The formal festivities started with a get together at our hometown American Legion. Going to an American Legion is like taking a time machine back to the 60’s complete with all the beer we drank at 16—what’s an IPA? It’s always an initial shock when all of us self-perceived youthful, fit looking people see all the old people but the joy of reconnecting with the people who you did all your firsts with morphs all into those 60s kids. And since we are all old you can be confident that even the people who look like they haven’t changed a bit on the outside have some sort of crap going on inside. But the Legion is the perfect environment for 150 old people to gather, listen to live 60’s music (performed by classmates), and pretend they can have conversations over the amped music—”Great to see you!-What? What? What? What?”…In spite of only being able to hear every other word the night really belonged to our great High school Band musicians and singers (some professionals today) reunited to rock the house.
Saturday night was the big party at the Marriott with dinner and a DJ playing our 60s music all coordinated by our, as good as Jimmy Kimmel, master of Ceremonies John P. It started with a Happy Hour reconnecting long lost friends and connecting new friends who wouldn’t have even considered talking to each other in our school days. Seniors, use to discounts, were a little shocked at the premium hotel prices for drinks but this wasn’t a group that needed many wines or beers to put them to sleep. Dinner and dinner companions were great: aggrandizing our teenage adventures, making up old people crap, listening to the deserved compliments to those who worked so hard on the reunion, and watching presentations on our glory days and tributes to military service people and our lost classmates.
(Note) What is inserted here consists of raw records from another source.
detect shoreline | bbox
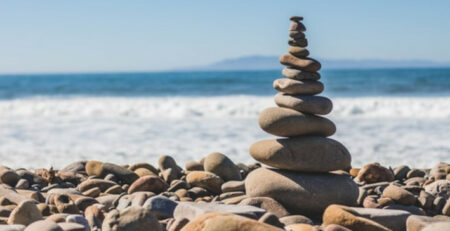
[0,153,450,230]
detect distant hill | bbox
[182,55,450,71]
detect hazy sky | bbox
[0,0,450,73]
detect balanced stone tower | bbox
[245,16,358,216]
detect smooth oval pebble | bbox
[25,220,63,231]
[288,46,309,58]
[186,171,223,194]
[182,213,283,231]
[288,38,308,47]
[128,175,169,194]
[289,31,306,39]
[279,54,322,72]
[281,67,320,80]
[289,21,306,32]
[203,152,242,181]
[245,168,359,215]
[273,78,324,95]
[250,136,351,172]
[274,93,333,115]
[259,107,336,137]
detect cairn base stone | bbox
[245,168,358,216]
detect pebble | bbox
[356,163,394,184]
[279,54,321,72]
[324,224,351,231]
[8,200,42,226]
[289,21,306,32]
[0,166,20,187]
[258,212,284,229]
[287,224,316,231]
[289,16,303,22]
[128,176,169,194]
[323,205,390,231]
[274,93,333,115]
[245,168,358,214]
[394,165,411,180]
[102,163,139,184]
[58,222,85,231]
[281,67,320,80]
[424,180,450,198]
[288,46,309,58]
[142,196,178,220]
[259,107,336,137]
[128,162,159,175]
[0,224,25,231]
[179,213,283,231]
[273,78,324,95]
[280,215,313,226]
[134,168,158,177]
[288,38,308,47]
[203,152,242,181]
[185,160,205,171]
[77,179,117,192]
[158,155,182,175]
[250,136,351,172]
[221,180,245,193]
[102,206,162,231]
[383,184,417,205]
[406,215,450,231]
[289,31,305,39]
[422,222,450,231]
[239,197,289,217]
[63,215,90,231]
[406,168,426,179]
[173,202,266,220]
[25,220,63,231]
[186,171,223,194]
[352,208,411,231]
[85,160,103,176]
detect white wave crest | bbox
[0,96,450,118]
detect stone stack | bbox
[245,16,358,216]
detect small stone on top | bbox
[289,16,303,22]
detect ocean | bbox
[0,68,450,168]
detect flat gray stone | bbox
[352,207,411,231]
[173,202,266,220]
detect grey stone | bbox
[174,202,266,220]
[259,107,336,137]
[274,93,333,115]
[353,208,411,231]
[245,168,358,214]
[142,196,178,220]
[102,206,162,231]
[250,136,351,172]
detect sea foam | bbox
[0,96,450,119]
[0,95,450,167]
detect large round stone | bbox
[250,136,351,172]
[273,78,324,95]
[275,93,333,115]
[182,213,282,231]
[281,67,320,80]
[279,54,321,72]
[245,168,358,216]
[259,107,336,137]
[288,46,309,58]
[102,206,162,231]
[203,152,242,181]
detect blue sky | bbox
[0,0,450,73]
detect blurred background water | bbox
[0,68,450,167]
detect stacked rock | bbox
[245,16,358,216]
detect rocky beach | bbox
[0,16,450,231]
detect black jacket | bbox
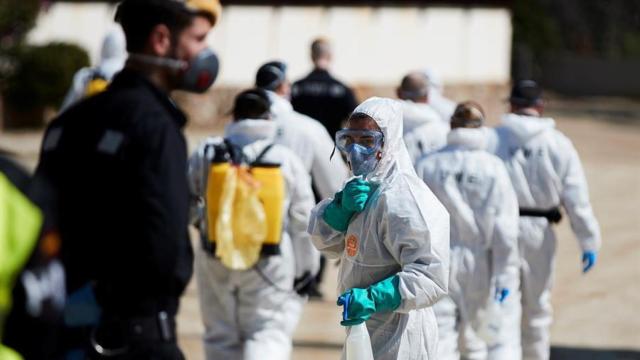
[291,69,358,139]
[37,70,193,317]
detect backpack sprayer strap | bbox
[520,206,562,224]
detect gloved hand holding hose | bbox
[322,178,371,232]
[338,275,402,326]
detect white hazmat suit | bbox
[400,100,449,165]
[416,128,520,360]
[489,114,600,360]
[189,120,319,360]
[268,91,349,199]
[424,69,456,124]
[309,98,449,360]
[60,26,127,111]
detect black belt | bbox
[91,311,176,357]
[520,207,562,224]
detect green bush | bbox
[3,43,89,111]
[0,0,40,47]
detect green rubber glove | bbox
[338,275,402,326]
[342,178,371,212]
[322,191,355,232]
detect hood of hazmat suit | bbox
[400,100,449,164]
[97,26,127,80]
[424,69,456,124]
[416,128,519,324]
[309,98,449,360]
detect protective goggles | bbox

And after dinner the hunger for those senior freebies was finally satisfied by the serving of hundreds of pastries met by a shark-like feeding frenzy. Dancing showed glimpses of past “American Bandstand” moves blended with Seinfeld’s Elaine moves. But mostly it was conversations with a group of people just looking to have fun and share their life experiences, love, and respect with those who belonged to an exclusive club—the class of 67.
And then as quick as it had started the reunion weekend was over and the magical village would fade into fond memories of spending time with great people who you wished you had spent more time with way back when.
If you are thinking of skipping a 40th or 50th reunion—reconsider. The truth is that a lot of our High School experiences were painful, but the mind seems to filter out the bad stuff as we get older and so the 50th is a total redo with an opportunity to party with a whole new group of people. I really took advantage of the redo since I was pretty unfocused in High School and a pain to teachers, so my redo was being able to buy a beer for one of those teachers and receiving a thank you! And thank you to all who attended and made this a definite bucket list experience.